Le choix est déterminé par le chirurgien lors de l’examen clinique et de la prise de mesures très précises (souvent avec un pied-à-coulisse). Aucune prothèse n’est meilleure que l’autre, chacune ayant ses indications pour l’obtention d’un résultat très naturel.

  • Les prothèses rondes  donnent un décolleté plus rempli, par la forme ronde de l’implant (sein pigeonnant).
  • Les prothèses anatomiques ont une forme de goutte d’eau, ou de poire, épousant la forme du sein. Ces prothèses sont indiquées notamment lorsque l’on veut remplir la partie située sous l’aréole (distance courte entre l’aréole et le sillon sous mammaire).
  • Les gels de silicone cohésifs, de consistance plus naturelle et de longévité plus longue sont actuellement utilisés par la plupart des chirurgiens, y compris dans les reconstructions mammaires après cancer. L’enveloppe des prothèses est en silicone qui peut être lisse ou « texturée », voire « micro-texturée ». Ce type de revêtement permettrait de diminuer le risque de coque, devenu de plus en plus rare avec les dernières générations de prothèses.
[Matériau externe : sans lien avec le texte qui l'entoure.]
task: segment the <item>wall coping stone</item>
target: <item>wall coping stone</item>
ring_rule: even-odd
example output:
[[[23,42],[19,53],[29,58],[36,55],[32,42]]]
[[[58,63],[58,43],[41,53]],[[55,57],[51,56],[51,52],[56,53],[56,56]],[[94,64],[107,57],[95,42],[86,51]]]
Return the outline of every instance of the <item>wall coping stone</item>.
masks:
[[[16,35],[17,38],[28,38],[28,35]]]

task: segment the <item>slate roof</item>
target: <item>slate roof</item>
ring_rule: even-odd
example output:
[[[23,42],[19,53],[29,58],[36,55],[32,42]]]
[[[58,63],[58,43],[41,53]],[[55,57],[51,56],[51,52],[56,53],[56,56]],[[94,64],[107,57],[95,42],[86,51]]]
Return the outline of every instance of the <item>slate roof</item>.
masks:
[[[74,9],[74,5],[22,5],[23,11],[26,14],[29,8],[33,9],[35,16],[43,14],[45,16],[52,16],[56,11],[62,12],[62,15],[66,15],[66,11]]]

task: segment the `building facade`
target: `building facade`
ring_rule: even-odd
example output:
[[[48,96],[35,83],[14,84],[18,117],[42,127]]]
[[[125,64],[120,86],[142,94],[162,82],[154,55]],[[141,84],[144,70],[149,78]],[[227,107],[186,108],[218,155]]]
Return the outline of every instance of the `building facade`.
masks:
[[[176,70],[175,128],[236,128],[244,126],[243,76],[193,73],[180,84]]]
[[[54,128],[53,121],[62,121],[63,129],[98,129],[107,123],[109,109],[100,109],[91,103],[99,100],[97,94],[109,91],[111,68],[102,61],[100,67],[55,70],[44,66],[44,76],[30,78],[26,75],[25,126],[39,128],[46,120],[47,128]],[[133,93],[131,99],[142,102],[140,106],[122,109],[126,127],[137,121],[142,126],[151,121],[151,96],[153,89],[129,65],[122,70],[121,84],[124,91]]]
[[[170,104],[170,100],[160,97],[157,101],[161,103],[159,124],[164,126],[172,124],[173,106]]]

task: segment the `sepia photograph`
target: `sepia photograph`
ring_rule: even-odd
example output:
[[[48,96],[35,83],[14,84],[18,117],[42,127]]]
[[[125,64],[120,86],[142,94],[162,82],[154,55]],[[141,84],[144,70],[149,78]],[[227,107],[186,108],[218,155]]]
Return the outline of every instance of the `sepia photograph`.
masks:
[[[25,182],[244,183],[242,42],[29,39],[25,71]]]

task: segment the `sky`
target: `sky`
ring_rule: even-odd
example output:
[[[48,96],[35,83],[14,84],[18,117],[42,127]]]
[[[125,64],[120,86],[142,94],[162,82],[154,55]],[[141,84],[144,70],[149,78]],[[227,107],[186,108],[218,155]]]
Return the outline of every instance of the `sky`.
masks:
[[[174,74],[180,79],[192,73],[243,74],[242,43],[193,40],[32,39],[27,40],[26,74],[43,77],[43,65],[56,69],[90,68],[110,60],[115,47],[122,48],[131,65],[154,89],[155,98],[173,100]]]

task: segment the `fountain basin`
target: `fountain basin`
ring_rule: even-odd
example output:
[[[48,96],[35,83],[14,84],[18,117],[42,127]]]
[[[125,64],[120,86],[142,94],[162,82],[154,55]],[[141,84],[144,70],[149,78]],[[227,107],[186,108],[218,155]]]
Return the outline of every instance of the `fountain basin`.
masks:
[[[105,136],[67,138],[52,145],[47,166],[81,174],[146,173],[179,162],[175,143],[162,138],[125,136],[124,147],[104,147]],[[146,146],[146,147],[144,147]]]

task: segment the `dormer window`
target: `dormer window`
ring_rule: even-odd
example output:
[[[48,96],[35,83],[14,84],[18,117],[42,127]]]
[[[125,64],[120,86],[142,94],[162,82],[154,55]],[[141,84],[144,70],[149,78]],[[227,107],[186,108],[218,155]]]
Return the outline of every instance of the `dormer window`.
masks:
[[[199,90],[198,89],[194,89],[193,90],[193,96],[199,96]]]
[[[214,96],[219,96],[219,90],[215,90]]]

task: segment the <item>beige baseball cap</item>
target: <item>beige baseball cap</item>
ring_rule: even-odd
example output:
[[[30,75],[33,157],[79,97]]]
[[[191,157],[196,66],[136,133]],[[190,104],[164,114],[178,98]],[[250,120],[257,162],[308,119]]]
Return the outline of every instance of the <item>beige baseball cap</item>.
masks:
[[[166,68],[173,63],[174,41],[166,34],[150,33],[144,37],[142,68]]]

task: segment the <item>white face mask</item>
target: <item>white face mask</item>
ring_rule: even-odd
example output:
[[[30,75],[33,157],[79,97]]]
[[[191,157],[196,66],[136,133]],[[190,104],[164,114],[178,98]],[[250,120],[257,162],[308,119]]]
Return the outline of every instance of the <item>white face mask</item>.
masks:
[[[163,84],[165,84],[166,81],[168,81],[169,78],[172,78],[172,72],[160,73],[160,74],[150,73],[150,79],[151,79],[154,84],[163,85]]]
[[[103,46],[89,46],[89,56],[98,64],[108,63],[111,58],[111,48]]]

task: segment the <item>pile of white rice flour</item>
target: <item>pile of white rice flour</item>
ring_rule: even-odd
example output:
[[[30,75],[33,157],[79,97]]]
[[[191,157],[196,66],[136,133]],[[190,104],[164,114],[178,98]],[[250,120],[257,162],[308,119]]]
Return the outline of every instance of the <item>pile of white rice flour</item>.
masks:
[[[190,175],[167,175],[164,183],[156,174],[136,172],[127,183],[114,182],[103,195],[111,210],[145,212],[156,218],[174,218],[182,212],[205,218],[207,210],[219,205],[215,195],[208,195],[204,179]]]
Position pré ou retro-musculaire

Enfin les prothèses peuvent être positionnées en avant du muscle (mais en arrière de la glande mammaire) ou en arrière du muscle grand pectoral (retro-musculaire). Le choix est fonction des habitudes de chaque chirurgien. D’une façon générale, lorsqu’il n’y pas beaucoup de volume glandulaire, la prothèse sera placée de préférence en arrière du muscle.

Une technique permet de combiner les 2 positionnements : le dual plan : en arrière du muscle dans la partie haute et au dessus dans la partie basse.